Jobs, Compassion, and Drawing Lines
Lily’s instinct on many AI questions is “yes and no” — a phrase she returns to often, and one that reflects her genuine ambivalence. She welcomes AI in hospitals for tedious tasks (measuring pills, lab work, processing data), and can imagine robotic assistance in surgery when a doctor uses specific machinery. But she draws a clear line at compassion: “Robots can’t compute compassion. I think that’s a big thing of what older people need.” For the nursing home context, she feels human staff must always be present alongside any AI system. In shops, she prefers human salespeople — “I like being able to speak to somebody and get their opinion, unbiased, with their own sense of style” — while acknowledging that AI-assisted fitting rooms already exist and impressed her during a visit to a mall in Los Angeles.

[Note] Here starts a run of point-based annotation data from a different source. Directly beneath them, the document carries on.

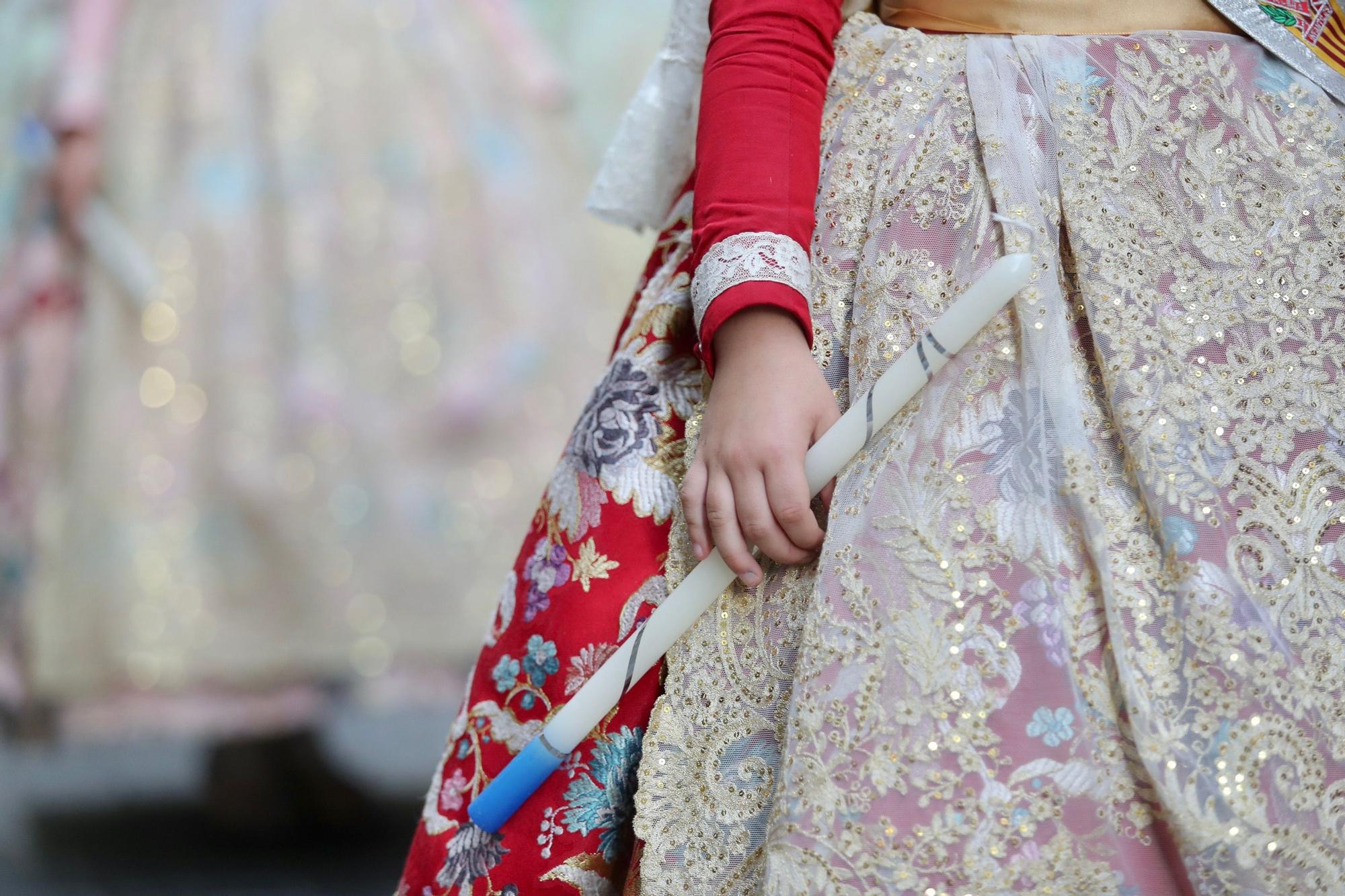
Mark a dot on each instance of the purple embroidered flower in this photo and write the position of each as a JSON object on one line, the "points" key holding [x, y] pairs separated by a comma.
{"points": [[451, 794], [619, 419], [1040, 607], [545, 569]]}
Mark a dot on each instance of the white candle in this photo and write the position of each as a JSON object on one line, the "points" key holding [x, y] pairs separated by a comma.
{"points": [[679, 612]]}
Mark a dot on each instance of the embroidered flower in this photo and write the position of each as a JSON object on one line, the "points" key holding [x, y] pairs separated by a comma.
{"points": [[545, 569], [1052, 727], [586, 663], [1040, 606], [619, 419], [541, 659], [451, 794], [471, 854], [605, 798], [505, 673]]}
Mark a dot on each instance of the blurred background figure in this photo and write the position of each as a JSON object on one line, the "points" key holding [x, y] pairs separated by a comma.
{"points": [[279, 282]]}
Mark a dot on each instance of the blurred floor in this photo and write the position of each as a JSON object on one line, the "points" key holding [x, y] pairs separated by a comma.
{"points": [[127, 821]]}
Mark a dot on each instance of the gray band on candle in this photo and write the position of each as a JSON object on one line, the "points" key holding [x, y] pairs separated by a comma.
{"points": [[630, 663], [547, 745], [868, 417]]}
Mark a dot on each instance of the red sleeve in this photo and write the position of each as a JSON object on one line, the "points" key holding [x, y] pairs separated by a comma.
{"points": [[766, 79]]}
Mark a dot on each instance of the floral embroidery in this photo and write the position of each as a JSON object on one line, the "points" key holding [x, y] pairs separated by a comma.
{"points": [[619, 420], [584, 663], [1089, 577], [592, 564], [451, 795], [1052, 727], [545, 569], [505, 674], [622, 512], [603, 798], [541, 659]]}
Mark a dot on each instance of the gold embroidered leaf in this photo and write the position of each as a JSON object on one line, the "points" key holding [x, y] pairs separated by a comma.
{"points": [[592, 565]]}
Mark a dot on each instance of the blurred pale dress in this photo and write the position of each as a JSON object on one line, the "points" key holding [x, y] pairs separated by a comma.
{"points": [[284, 464]]}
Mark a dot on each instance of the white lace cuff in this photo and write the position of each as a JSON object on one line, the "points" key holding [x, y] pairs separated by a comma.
{"points": [[744, 257]]}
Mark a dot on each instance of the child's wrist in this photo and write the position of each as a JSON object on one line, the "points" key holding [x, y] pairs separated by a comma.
{"points": [[758, 331]]}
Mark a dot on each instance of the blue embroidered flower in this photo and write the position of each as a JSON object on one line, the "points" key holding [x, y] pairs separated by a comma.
{"points": [[1075, 71], [605, 798], [541, 659], [1052, 727], [505, 673], [1180, 533]]}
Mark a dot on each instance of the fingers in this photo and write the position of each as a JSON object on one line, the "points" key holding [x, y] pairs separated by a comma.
{"points": [[693, 506], [828, 490], [787, 490], [758, 520], [722, 514]]}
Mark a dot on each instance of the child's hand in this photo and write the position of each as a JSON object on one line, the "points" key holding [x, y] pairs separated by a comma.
{"points": [[769, 404]]}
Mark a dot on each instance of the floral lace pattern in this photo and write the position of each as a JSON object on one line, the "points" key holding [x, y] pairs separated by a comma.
{"points": [[746, 257], [588, 572], [1079, 619]]}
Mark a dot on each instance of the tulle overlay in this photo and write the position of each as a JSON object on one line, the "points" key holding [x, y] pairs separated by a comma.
{"points": [[1079, 624], [590, 571]]}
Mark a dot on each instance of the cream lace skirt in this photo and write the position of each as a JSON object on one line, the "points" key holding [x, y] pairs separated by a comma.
{"points": [[1079, 624]]}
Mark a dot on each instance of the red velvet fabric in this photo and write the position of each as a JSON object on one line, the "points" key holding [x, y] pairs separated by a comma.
{"points": [[766, 80]]}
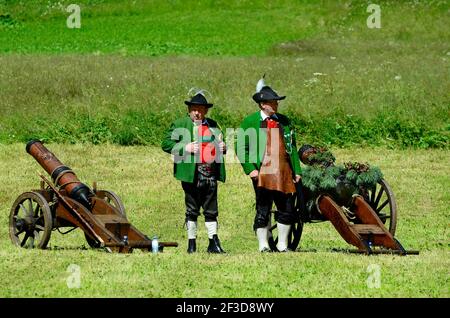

Trusting Intentions, Not Just Systems
On the question of AI trust, Lily is philosophical. “Yes, if the corporation that made the AI had really positive, good intentions — in that case I would trust it. But if it’s for just a money-profiting scheme, not necessarily.” She is also worried about over-reliance: “All this technology is becoming more reliant and it’s distancing us from our true nature and how we operated before technology.” Her preferred robot shape is non-organic — something that is clearly a machine, not pretending to be alive. “A human-looking android would give me the heebie-jeebies.” She remembers fondly the small, clear animatronic dog pets from the early 2000s — something lifelike but obviously mechanical.
Creativity, Anthropology, and What Can’t Be Replaced
In 2050, Lily hopes to work in a creative field — architecture, interior design, photography — that robots can assist but not replace. “You’re expressing yourself in your work, and I don’t think robots could be creative in that way.” She believes AI will eliminate more jobs than it creates — pointing to factories that have already replaced workers with automated machinery — but hopes that creative, athletic, and medical roles will remain human. Her most unusual advice for the future: “The focus on the past is just as important as the future.” She took an anthropology course recently and found it revelatory, a reminder that understanding where humans come from is as essential as imagining where technology is taking us.